TikTok Shop
Redesigning the content driven shopping journey to improve conversion and trust (EU/US)
Context
Optimize TikTok Shop’s shopping path for content recommendation scenarios in European and American markets
This project just focuses on the shopping path from Short Video to Product Detail to Checkout. To optimize conversion efficiency in this short-video-driven journey, I reviewed TikTok Shop’s current customer journey, conducted user tests, and analyzed competitors. Based on these insights, I redesigned key parts of the path — including “Find Similar,” the product page’s first-screen information architecture, and the reviews section.
Business Validation
The business goal is to increase GMV in short-video-driven shopping scenarios
I run A/B tests to track key metrics across the Acquisition, Consideration, and Checkout stages, assessing whether the new design improves user trust, clarity, and purchase confidence — ultimately enhancing conversion efficiency from short videos to payment and increasing GMV in short-video-driven shopping scenarios.
10%
CTR from short videos → PDP
10%
PDP conversion rate
5%
Average Order Value (AOV)
GMV = Traffic × Conversion Rate × Average Order Value
Research Insights
The shopping journey can be divided into three key stages, each with friction that impacts conversion
To better understand user behavior and experience barriers, I conducted desk research, flow mapping, and usability testing. The findings showed that TikTok Shop’s short-video-driven shopping journey can be divided into three key stages: Acquisition, Consideration, and Checkout, supported by four classic shopping paths. Each stage reveals distinct behavioral patterns and friction points that directly impact conversion efficiency and user decision-making.

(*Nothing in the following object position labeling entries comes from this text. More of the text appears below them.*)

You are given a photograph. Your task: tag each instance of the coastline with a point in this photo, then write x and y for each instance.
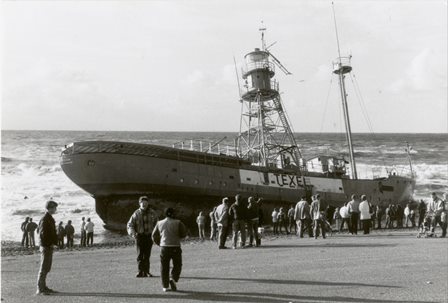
(392, 266)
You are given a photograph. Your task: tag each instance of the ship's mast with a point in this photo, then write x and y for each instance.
(340, 67)
(265, 138)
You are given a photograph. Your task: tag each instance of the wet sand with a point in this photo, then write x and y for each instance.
(390, 266)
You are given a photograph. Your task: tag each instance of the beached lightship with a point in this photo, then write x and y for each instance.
(265, 162)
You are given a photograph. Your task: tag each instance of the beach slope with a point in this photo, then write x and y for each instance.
(381, 267)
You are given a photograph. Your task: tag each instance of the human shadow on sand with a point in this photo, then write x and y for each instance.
(292, 282)
(207, 296)
(324, 245)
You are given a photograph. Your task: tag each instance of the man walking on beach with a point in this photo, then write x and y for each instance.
(302, 217)
(48, 239)
(89, 232)
(69, 232)
(252, 221)
(222, 221)
(24, 232)
(353, 210)
(83, 232)
(167, 234)
(30, 228)
(238, 213)
(318, 216)
(140, 227)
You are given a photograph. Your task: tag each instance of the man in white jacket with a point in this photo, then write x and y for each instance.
(140, 227)
(167, 234)
(365, 215)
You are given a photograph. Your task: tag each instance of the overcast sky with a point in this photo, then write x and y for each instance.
(168, 65)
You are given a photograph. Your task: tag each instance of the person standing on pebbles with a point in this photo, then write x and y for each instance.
(167, 234)
(48, 239)
(140, 227)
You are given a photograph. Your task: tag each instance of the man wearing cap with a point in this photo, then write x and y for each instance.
(222, 221)
(167, 234)
(48, 239)
(140, 227)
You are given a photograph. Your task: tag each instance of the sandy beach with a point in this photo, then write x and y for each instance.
(386, 266)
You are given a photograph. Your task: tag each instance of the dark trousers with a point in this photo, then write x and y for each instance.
(25, 239)
(379, 222)
(89, 239)
(354, 223)
(213, 228)
(239, 226)
(166, 255)
(252, 228)
(319, 224)
(31, 238)
(304, 224)
(347, 221)
(83, 238)
(61, 242)
(421, 217)
(437, 220)
(366, 226)
(292, 223)
(69, 240)
(143, 244)
(46, 259)
(222, 235)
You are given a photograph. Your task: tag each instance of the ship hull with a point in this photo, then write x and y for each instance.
(117, 173)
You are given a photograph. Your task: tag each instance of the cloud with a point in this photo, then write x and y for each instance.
(423, 74)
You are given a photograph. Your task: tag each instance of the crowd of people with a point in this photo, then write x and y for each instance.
(65, 234)
(243, 218)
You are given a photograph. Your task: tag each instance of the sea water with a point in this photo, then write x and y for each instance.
(31, 174)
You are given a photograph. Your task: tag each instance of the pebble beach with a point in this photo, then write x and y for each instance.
(385, 266)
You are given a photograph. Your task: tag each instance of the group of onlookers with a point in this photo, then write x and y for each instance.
(318, 217)
(241, 217)
(67, 232)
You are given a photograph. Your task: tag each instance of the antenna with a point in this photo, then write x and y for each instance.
(237, 78)
(336, 29)
(276, 61)
(279, 64)
(408, 151)
(262, 29)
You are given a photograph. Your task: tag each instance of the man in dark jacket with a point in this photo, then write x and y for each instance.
(70, 233)
(25, 233)
(140, 227)
(167, 234)
(239, 214)
(48, 239)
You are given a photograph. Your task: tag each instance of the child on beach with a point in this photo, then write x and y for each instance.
(200, 220)
(167, 234)
(61, 235)
(275, 220)
(48, 239)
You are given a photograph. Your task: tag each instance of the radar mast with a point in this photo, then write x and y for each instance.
(265, 137)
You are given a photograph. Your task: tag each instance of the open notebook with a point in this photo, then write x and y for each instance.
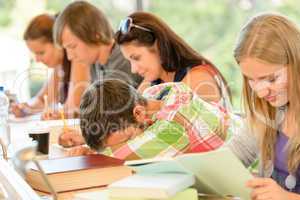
(217, 172)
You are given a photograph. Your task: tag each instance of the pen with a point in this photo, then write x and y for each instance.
(62, 115)
(46, 106)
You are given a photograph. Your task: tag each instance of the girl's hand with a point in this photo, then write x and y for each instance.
(70, 138)
(266, 189)
(80, 151)
(19, 110)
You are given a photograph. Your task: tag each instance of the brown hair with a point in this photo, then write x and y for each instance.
(107, 106)
(86, 21)
(41, 28)
(274, 39)
(174, 52)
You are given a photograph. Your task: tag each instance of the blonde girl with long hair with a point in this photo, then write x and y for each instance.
(268, 52)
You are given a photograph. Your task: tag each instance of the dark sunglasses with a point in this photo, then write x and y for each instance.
(126, 25)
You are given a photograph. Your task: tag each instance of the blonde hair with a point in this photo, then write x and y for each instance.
(274, 39)
(86, 21)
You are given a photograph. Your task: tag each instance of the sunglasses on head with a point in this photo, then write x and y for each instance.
(126, 25)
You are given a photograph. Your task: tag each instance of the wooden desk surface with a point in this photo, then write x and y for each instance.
(19, 132)
(70, 195)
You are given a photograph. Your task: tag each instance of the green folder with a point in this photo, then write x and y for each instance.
(217, 172)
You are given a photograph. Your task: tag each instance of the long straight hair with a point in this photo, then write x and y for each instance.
(174, 52)
(274, 39)
(41, 28)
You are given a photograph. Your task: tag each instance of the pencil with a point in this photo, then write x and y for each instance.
(62, 115)
(46, 106)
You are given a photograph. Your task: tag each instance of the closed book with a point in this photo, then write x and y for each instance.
(152, 186)
(80, 172)
(187, 194)
(213, 170)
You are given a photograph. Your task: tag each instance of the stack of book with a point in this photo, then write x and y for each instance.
(80, 172)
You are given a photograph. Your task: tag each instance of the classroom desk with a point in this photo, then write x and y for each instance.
(19, 133)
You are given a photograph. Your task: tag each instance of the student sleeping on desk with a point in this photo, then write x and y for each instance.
(169, 119)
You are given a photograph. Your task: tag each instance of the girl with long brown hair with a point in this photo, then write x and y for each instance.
(68, 80)
(159, 55)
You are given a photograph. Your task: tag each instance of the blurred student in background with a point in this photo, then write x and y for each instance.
(68, 80)
(159, 55)
(86, 34)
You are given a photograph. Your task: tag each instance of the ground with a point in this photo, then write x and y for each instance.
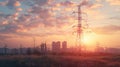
(60, 61)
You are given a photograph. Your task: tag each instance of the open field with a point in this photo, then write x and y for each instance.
(60, 61)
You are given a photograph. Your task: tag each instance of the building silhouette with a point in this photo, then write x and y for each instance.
(64, 45)
(56, 46)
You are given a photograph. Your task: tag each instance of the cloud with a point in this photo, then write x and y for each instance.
(114, 2)
(110, 29)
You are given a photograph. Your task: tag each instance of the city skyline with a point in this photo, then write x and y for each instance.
(52, 20)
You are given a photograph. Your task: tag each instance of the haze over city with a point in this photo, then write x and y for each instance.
(53, 20)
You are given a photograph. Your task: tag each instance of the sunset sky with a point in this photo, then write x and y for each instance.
(53, 20)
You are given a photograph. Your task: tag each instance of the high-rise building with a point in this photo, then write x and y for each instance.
(56, 46)
(64, 45)
(43, 47)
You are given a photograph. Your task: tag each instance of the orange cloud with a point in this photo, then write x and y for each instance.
(114, 2)
(17, 3)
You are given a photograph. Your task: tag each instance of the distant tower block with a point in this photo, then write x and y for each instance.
(56, 46)
(64, 45)
(43, 47)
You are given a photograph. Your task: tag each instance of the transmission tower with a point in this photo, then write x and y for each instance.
(79, 28)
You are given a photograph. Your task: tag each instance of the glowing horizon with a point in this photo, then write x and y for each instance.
(52, 20)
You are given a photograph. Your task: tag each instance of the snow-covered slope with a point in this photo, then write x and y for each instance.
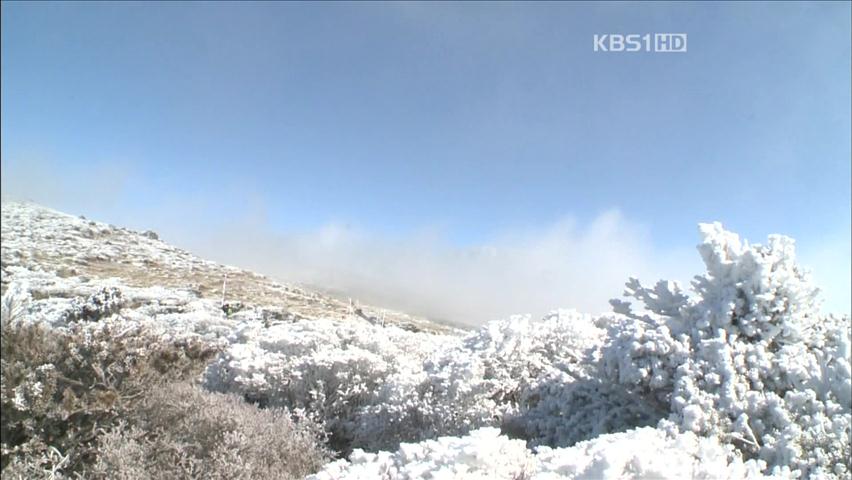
(737, 377)
(61, 255)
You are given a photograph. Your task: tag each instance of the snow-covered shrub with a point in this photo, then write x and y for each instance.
(486, 454)
(375, 387)
(493, 377)
(59, 387)
(483, 454)
(746, 358)
(329, 369)
(182, 431)
(99, 305)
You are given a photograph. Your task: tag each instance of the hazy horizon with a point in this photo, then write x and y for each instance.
(466, 161)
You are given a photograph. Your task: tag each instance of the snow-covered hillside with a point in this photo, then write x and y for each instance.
(738, 377)
(61, 255)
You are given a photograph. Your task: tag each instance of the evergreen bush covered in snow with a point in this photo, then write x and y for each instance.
(748, 359)
(736, 377)
(744, 360)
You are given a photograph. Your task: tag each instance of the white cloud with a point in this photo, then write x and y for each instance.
(534, 271)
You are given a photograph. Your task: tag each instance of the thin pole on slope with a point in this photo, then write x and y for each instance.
(224, 286)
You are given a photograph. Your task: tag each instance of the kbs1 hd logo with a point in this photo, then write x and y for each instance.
(634, 42)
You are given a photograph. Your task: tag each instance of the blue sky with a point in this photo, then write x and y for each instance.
(467, 123)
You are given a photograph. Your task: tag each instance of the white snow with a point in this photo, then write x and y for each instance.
(737, 377)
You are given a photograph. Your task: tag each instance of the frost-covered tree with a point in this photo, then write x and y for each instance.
(747, 357)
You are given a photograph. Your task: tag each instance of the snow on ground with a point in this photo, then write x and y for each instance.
(737, 377)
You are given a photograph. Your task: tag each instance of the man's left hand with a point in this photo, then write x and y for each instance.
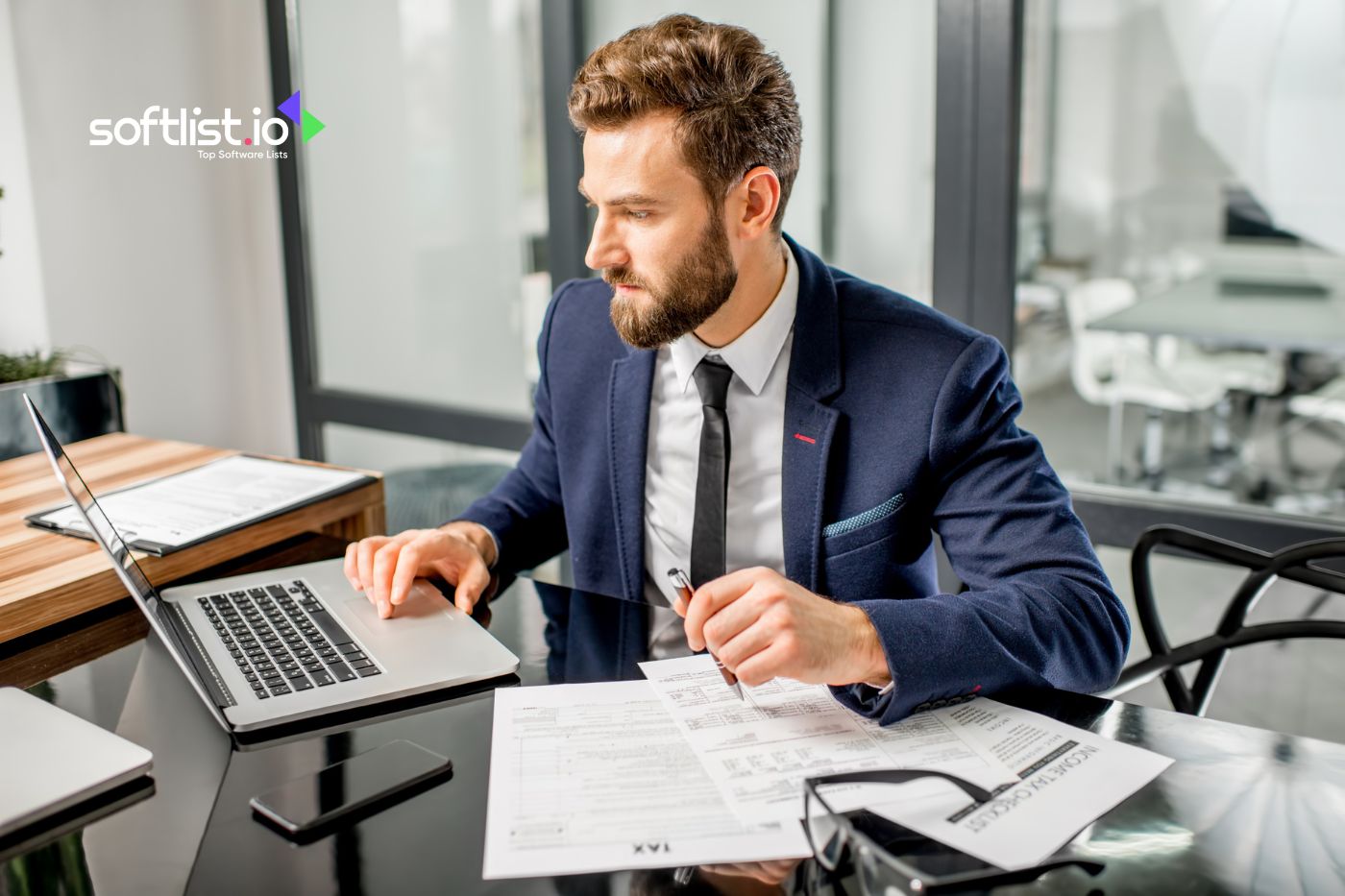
(760, 624)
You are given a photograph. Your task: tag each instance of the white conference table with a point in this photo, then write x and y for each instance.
(1224, 309)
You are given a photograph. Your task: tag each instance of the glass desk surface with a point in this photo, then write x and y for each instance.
(1240, 811)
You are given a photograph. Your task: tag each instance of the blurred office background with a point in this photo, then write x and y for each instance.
(1140, 198)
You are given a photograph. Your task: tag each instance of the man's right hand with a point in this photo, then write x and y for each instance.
(386, 567)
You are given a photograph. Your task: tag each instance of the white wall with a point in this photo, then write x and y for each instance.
(165, 264)
(23, 314)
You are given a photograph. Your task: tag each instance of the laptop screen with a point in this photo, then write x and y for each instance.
(157, 611)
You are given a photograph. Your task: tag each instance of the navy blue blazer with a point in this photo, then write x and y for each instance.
(898, 423)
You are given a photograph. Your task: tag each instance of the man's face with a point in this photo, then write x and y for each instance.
(661, 249)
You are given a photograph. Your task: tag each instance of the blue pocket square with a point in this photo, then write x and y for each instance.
(873, 514)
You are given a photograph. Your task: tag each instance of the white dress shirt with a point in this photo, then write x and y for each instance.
(755, 408)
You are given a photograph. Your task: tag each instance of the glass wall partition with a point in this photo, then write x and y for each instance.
(1181, 252)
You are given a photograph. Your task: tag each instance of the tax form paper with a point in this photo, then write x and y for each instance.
(599, 778)
(1049, 781)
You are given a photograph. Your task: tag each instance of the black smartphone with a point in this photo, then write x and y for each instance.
(353, 787)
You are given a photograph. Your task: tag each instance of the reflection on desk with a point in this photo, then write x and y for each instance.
(1240, 811)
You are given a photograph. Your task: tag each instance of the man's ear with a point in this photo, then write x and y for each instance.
(760, 202)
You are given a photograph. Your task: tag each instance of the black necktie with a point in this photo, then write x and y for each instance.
(712, 479)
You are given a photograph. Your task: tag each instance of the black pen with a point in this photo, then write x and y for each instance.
(683, 586)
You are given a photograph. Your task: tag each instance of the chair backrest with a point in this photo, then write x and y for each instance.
(1297, 563)
(1095, 352)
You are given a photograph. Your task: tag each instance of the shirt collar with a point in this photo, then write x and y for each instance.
(752, 355)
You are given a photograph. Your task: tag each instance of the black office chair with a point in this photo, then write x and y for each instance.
(1297, 563)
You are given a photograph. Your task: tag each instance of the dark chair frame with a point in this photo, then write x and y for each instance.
(1297, 563)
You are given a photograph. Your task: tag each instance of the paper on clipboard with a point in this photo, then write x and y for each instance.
(165, 514)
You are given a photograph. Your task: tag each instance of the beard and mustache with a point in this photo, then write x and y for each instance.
(697, 287)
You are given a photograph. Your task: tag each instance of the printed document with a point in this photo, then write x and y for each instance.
(1065, 778)
(1049, 779)
(760, 750)
(197, 503)
(599, 778)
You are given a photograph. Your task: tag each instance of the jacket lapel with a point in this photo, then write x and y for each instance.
(809, 422)
(628, 425)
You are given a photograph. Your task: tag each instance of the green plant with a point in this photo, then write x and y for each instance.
(33, 365)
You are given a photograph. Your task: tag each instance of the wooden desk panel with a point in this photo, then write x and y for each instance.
(46, 577)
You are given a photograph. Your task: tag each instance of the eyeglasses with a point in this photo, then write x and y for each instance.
(833, 835)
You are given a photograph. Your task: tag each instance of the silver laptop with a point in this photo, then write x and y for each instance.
(51, 759)
(288, 644)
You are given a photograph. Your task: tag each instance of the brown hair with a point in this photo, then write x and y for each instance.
(735, 103)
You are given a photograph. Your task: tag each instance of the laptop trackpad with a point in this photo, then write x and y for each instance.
(424, 614)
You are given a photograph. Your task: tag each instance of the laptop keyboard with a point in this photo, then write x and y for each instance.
(284, 641)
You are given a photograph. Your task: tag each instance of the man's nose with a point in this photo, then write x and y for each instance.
(605, 249)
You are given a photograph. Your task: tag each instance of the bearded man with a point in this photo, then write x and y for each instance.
(725, 402)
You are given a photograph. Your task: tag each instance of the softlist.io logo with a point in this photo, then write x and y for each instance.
(159, 124)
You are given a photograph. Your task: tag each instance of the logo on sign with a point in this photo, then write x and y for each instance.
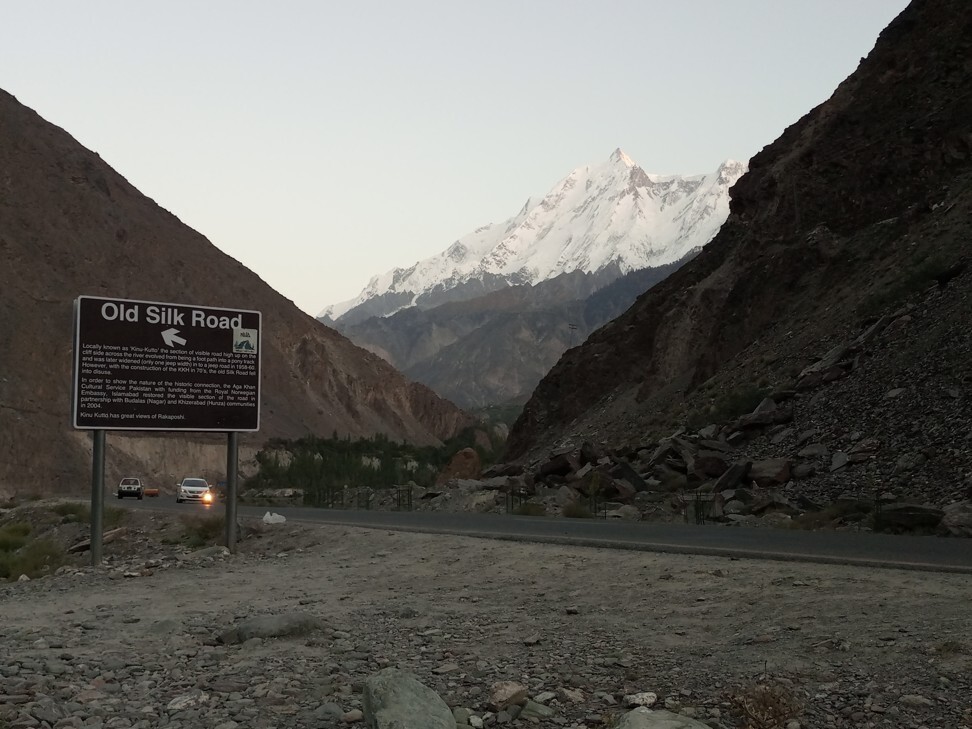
(245, 341)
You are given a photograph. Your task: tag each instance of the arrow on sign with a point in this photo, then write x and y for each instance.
(172, 338)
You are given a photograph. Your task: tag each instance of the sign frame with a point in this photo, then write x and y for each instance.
(125, 334)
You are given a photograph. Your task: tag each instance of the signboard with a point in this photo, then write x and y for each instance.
(145, 365)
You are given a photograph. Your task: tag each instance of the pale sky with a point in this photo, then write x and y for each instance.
(321, 143)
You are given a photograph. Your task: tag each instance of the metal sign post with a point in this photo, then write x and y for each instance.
(147, 365)
(97, 495)
(232, 462)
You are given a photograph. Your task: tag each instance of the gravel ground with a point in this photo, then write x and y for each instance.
(136, 642)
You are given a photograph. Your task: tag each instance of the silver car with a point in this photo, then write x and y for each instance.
(129, 487)
(194, 489)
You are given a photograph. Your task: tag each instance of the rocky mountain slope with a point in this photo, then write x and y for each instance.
(494, 349)
(838, 287)
(603, 220)
(483, 321)
(71, 225)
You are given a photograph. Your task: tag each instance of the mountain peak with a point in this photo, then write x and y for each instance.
(600, 217)
(619, 156)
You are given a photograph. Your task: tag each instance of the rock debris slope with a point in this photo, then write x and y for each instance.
(71, 225)
(839, 287)
(300, 631)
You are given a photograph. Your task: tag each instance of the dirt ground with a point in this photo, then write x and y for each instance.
(847, 646)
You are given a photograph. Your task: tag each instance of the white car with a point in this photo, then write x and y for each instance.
(194, 489)
(129, 487)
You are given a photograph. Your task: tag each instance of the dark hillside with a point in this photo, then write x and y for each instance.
(859, 209)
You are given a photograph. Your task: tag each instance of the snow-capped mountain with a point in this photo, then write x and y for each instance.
(612, 216)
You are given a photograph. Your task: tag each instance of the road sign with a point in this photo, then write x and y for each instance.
(145, 365)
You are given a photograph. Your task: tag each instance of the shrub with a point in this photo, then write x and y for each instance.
(72, 511)
(832, 515)
(13, 536)
(114, 517)
(577, 510)
(917, 277)
(530, 508)
(37, 558)
(764, 706)
(730, 405)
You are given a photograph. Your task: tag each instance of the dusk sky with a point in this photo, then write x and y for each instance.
(321, 143)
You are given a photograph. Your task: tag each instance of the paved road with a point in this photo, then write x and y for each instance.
(852, 548)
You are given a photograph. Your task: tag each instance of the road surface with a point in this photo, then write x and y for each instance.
(845, 547)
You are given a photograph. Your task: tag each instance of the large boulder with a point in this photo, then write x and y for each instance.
(771, 472)
(465, 464)
(395, 699)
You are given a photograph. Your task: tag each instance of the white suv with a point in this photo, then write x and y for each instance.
(194, 489)
(129, 487)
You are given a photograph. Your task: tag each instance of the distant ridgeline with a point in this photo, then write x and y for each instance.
(315, 465)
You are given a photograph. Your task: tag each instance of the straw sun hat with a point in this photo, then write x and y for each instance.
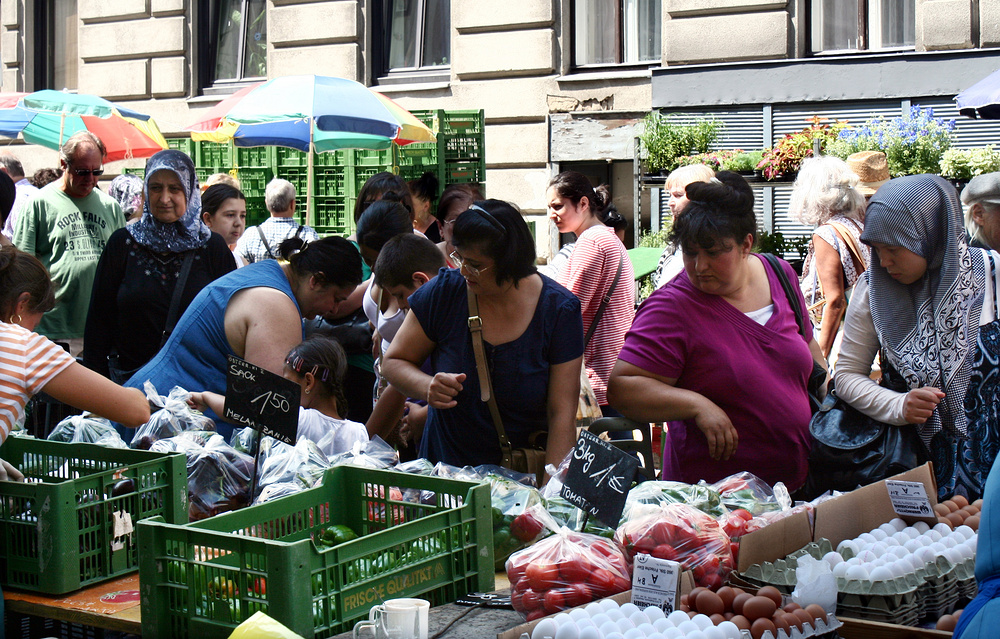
(872, 168)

Current shopping path for content recommendation scenarios
Methodology
Mapping the AIDA Marketing Model onto the Conversion Funnel to guide design strategy
I applied the AIDA Marketing Model and mapped it to TikTok Shop’s Acquisition, Consideration, and Checkout stages, allowing me to define clear design objectives for each phase and identify where improvements could most effectively drive conversion.
Problem 01
In the acquisition stage, users can’t clearly access reliable information to decide which product to buy
In the acquisition stage, the biggest problem is information recognition. Users have already shown interest in a certain product and used the “Find Similar” feature to search, but they can’t find clear and reliable information to determine which product they should buy with confidence.
Before
Solution 01
Enhance product discoverability and clarify the content intent
By introducing a lightweight quick filter based on user mental models and displaying a set of trustworthy indicators, users can quickly identify which product they could buy. This reduces cognitive load and encourages confident click-throughs to product detail pages.
Before
After
Why Important?
In interest-based e-commerce, where decisions are emotion-driven and instant, the lack of trust signals or guidance often leads to drop-offs and purchase abandonment.
Problem 02
In the consideration stage, users can’t quickly find the key information they need in the review section
In the consideration stage, the main issue is the review section. Users can’t quickly get the key information they need, often feeling the reviews are inauthentic and hard to filter. Since reviews are crucial for their decisions, the design must make this information easier to find and trust.
Before
Solution 02
Enhancing review clarity and credibility for confident decisions
Redesigned the review layout to enhance credibility, readability, and engagement. Introduced verified-buyer indicators, selectable keyword tags, and a highlight feature to help users quickly access trustworthy information and reduce potential drop-offs.
Before
After
For the Highlight feature, I explored two options: AI-generated summaries for quick sentiment understanding, and featured photo/video reviews that surface top visual content with short autoplay to boost engagement.
Option 1
Option 2
Based on my ICE Scoring calculation (ICE = (Impact × Confidence) / Effort), I recommend prioritizing Option 1 (AI Summary) for testing, as it more effectively addresses the core issues of trust and information recognition with higher impact, greater confidence, and relatively lower implementation cost.
Problem 03
In the checkout stage, the “Also Ships Free” section fails to engage users
At checkout, the ‘Also Ships Free’ section offers little decision value. It focuses on free shipping rather than suggesting items that are useful or compatible with what users are buying. Since the carousel shows random, unrelated products, it feels generic and promotional, lowering trust instead of driving cross-sell.
Before
Solution 03
From generic ‘Also Ships Free’ to contextual checkout cross-sell to boost AOV
Replaced the generic ‘Also ships free’ carousel with a contextual Frequently Bought Together module tied to the specific item being purchased. The scenario-based copy makes recommendations feel more relevant and helpful at checkout, boosting cross-sell potential and average order value.
Before
After
Other Highlight
Optimizing First-Screen information hierarchy for clarity and trust
Reconstructed the first-screen information architecture based on usability testing insights to minimize visual noise, clarify information priority, and enhance users’ perception of the key signals they care about.